How Does Anxiety Disorder Develop?
While normal in association with stressful circumstances, anxiety could become a health threat and problem when diagnosed as a disorder. By anxiety disorder, specialists refer to a number of nervous ailments that are characterized by the appearance of sudden panic attacks and the constant discomfort of something lurking out there, threateningly. Even if anxiety attacks are not a threat from a sheer biological point of view, they are very harmful if we consider the terror and what it can do to one's psyche. Most of the time, people who get to develop an anxiety disorder have in fact suffered from repeated panic attacks that caused a disabling condition eventually.
An anxiety disorder will most frequently develop in an individual who has some form of genetic predisposition or a hereditary sensitivity of the central nervous system. The panic attack appears only when such an individual becomes exposed to an external stressing element that is normally facilitated by traumatic events, extended stress, medical procedure or the use of drugs or prescription medication. This means that people who have just gone through a very intense life experience that has marked them in a negative way, are prone to developing an anxiety disorder from an initial panic attack.

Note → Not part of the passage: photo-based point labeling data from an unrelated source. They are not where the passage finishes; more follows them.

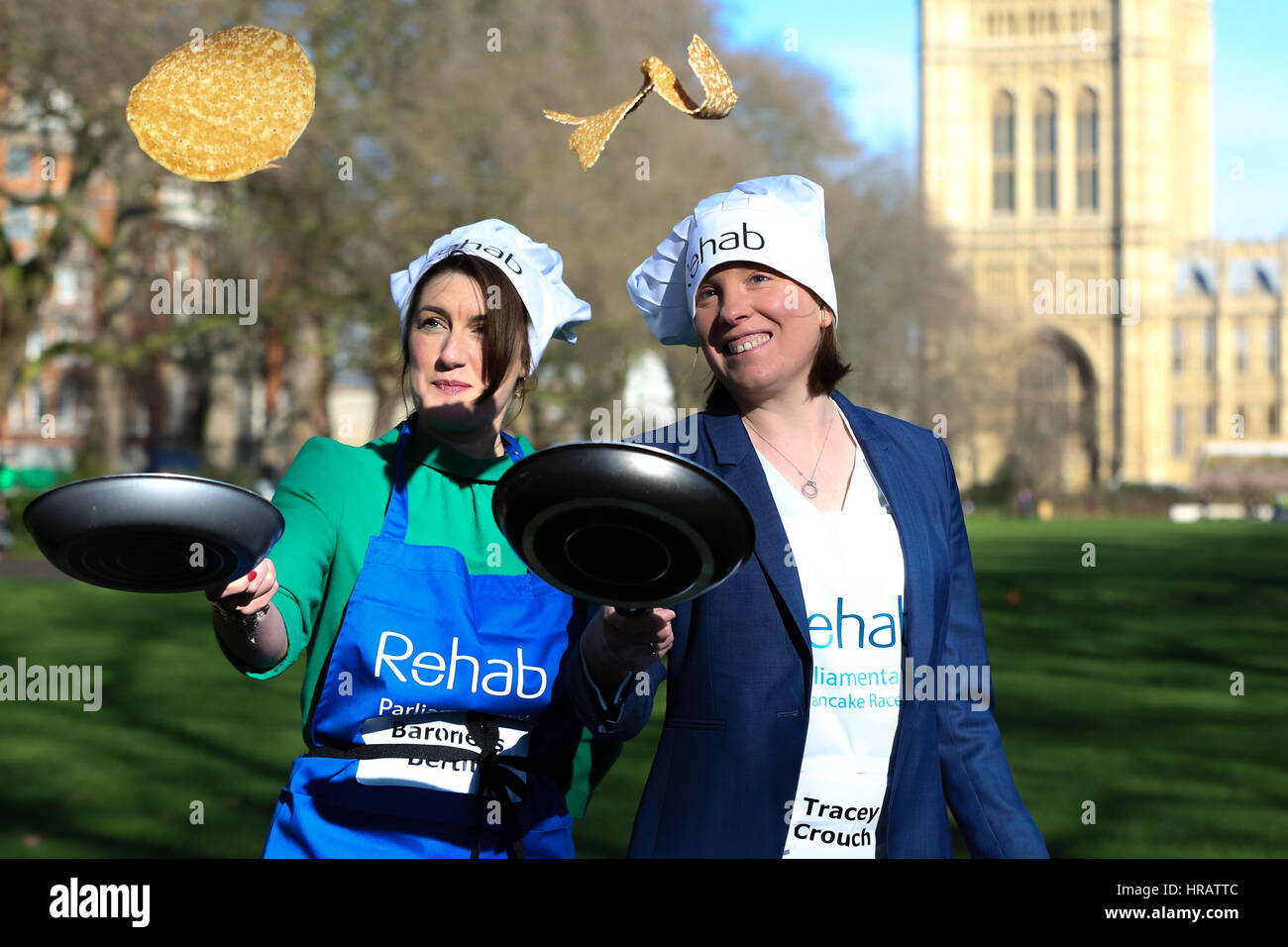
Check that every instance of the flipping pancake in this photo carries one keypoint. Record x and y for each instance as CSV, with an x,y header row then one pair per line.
x,y
228,110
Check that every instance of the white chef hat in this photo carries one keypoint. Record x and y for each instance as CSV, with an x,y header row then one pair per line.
x,y
535,269
777,222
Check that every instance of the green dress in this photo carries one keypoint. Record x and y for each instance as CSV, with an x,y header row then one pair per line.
x,y
334,499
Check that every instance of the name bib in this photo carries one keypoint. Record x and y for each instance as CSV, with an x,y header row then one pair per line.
x,y
433,732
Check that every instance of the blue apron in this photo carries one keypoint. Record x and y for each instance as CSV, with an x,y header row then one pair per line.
x,y
425,733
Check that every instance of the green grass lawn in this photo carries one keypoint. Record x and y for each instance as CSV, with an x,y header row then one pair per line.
x,y
1112,685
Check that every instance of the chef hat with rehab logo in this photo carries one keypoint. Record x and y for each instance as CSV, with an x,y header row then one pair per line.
x,y
535,269
777,222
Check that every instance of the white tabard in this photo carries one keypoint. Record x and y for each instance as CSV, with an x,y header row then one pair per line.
x,y
850,567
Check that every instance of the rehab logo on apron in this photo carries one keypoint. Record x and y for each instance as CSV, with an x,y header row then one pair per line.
x,y
423,642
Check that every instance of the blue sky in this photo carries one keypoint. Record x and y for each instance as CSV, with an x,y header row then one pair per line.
x,y
870,51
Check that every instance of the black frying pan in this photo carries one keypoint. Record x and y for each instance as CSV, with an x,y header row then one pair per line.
x,y
623,525
154,532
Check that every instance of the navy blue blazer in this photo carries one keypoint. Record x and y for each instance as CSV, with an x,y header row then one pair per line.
x,y
739,674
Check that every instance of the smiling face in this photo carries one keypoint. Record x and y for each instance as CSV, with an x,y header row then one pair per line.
x,y
758,329
450,334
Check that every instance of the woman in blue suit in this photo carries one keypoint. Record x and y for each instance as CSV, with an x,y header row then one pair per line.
x,y
835,693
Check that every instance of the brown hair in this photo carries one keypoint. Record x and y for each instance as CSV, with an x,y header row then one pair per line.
x,y
824,372
506,337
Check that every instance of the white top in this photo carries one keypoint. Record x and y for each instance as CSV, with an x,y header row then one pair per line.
x,y
851,577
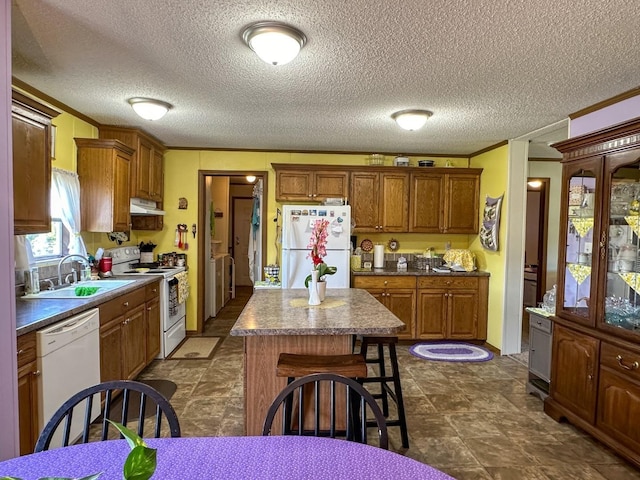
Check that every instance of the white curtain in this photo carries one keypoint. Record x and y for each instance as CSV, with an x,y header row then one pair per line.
x,y
65,204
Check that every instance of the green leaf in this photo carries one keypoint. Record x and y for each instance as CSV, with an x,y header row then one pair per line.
x,y
132,437
140,464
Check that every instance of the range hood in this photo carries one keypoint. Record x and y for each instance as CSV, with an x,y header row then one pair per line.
x,y
140,206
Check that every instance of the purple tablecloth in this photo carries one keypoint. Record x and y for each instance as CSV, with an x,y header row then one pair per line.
x,y
237,458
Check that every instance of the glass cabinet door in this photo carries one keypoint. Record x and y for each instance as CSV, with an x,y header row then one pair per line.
x,y
622,280
579,252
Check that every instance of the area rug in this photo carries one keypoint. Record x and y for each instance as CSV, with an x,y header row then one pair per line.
x,y
450,352
196,348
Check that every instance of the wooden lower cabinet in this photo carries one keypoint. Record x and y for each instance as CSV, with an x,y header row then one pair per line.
x,y
123,336
27,392
452,308
574,373
397,293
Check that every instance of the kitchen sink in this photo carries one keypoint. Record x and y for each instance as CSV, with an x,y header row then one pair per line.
x,y
103,286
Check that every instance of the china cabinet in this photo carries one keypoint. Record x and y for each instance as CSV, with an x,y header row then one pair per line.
x,y
595,371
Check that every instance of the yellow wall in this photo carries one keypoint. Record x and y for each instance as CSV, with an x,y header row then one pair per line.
x,y
494,184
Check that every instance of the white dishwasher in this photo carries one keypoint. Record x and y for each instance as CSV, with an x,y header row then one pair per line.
x,y
69,360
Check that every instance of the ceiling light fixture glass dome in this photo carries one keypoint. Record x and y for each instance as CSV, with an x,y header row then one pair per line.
x,y
148,108
411,119
275,43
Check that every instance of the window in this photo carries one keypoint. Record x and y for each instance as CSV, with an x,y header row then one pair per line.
x,y
46,246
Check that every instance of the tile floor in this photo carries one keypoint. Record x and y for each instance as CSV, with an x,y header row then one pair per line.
x,y
473,421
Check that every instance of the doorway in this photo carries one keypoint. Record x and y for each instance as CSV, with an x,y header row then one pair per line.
x,y
242,211
216,193
535,258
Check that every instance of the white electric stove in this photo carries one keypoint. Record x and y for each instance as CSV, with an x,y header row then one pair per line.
x,y
126,261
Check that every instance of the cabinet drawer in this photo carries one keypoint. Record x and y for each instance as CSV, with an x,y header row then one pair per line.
x,y
447,282
621,360
26,348
152,290
384,281
539,323
120,305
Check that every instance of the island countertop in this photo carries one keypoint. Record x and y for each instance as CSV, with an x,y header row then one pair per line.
x,y
345,311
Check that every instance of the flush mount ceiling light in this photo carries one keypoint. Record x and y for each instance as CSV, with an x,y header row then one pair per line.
x,y
411,119
274,42
148,108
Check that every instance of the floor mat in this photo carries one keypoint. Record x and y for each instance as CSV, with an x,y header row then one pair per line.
x,y
450,352
196,348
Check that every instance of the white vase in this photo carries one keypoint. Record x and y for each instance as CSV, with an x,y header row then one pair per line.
x,y
322,290
314,298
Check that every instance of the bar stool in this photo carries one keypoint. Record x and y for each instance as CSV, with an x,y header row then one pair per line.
x,y
383,380
294,365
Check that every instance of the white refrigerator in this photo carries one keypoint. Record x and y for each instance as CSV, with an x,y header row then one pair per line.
x,y
297,224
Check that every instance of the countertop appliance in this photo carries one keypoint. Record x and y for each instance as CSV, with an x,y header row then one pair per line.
x,y
68,354
297,224
126,261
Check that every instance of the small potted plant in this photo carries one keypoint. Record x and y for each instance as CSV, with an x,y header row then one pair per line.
x,y
318,244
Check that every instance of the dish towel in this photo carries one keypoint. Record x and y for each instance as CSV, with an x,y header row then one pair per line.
x,y
183,286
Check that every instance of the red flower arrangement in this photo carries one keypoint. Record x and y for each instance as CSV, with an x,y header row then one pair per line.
x,y
318,246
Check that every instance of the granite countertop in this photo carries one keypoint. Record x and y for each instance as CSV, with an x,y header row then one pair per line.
x,y
34,314
344,311
415,272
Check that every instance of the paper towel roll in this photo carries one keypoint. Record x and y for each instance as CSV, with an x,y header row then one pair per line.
x,y
378,256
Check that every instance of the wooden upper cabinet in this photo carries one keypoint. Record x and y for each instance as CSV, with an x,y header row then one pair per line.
x,y
380,201
426,204
146,162
31,128
103,170
462,203
445,201
309,184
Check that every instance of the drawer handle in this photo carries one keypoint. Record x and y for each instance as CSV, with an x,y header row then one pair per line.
x,y
633,366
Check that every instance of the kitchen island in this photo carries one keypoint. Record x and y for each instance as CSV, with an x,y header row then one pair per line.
x,y
281,321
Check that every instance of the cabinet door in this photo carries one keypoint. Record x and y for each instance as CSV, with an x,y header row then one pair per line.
x,y
121,200
426,207
330,185
462,318
581,185
293,185
462,203
618,405
152,312
431,323
141,184
133,341
365,198
28,407
574,372
111,350
31,166
402,303
394,205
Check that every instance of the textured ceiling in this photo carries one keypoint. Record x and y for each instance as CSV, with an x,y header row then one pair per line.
x,y
490,70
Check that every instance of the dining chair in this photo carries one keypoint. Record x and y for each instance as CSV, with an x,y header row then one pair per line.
x,y
358,403
122,401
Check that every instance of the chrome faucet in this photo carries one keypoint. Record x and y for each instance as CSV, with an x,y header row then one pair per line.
x,y
84,259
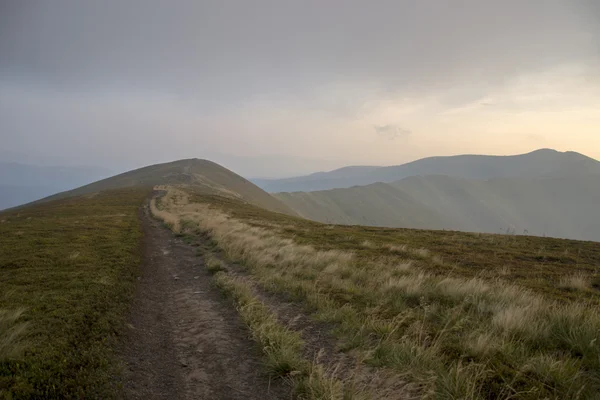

How does an anxiety disorder evolve from an accidental panic attack? Well, the first terrifying experience with all its symptoms, creates a sensitivity at the level of the central nervous system. Afterwards, the person is a lot more susceptible to external threats of a varied nature. It is common to start misinterpreting a pain in the chest as a symptom of a panic attack, and thus start another episode in the vicious circle of the anxiety disorder. Even if there is no external threat to justify the appearance of panic episodes, the person often starts fearing the anxiety symptoms as such and gives them rather catastrophic proportions.
The treatment for most anxiety disorder cases consist of behavioral and cognitive therapies meant to break the vicious circle in which fear of panic attacks causes panic attacks. The use of antidepressants or tranquilizers is just a temporary relief method and should not be used for long periods of time. In fact, such drugs are only available prescription based and will therefore involve constant medical observation. If other therapy forms are not used in parallel with drug administration, symptoms may very well return when the treatment is over and the anxiety disorder could thus progress to more severe forms.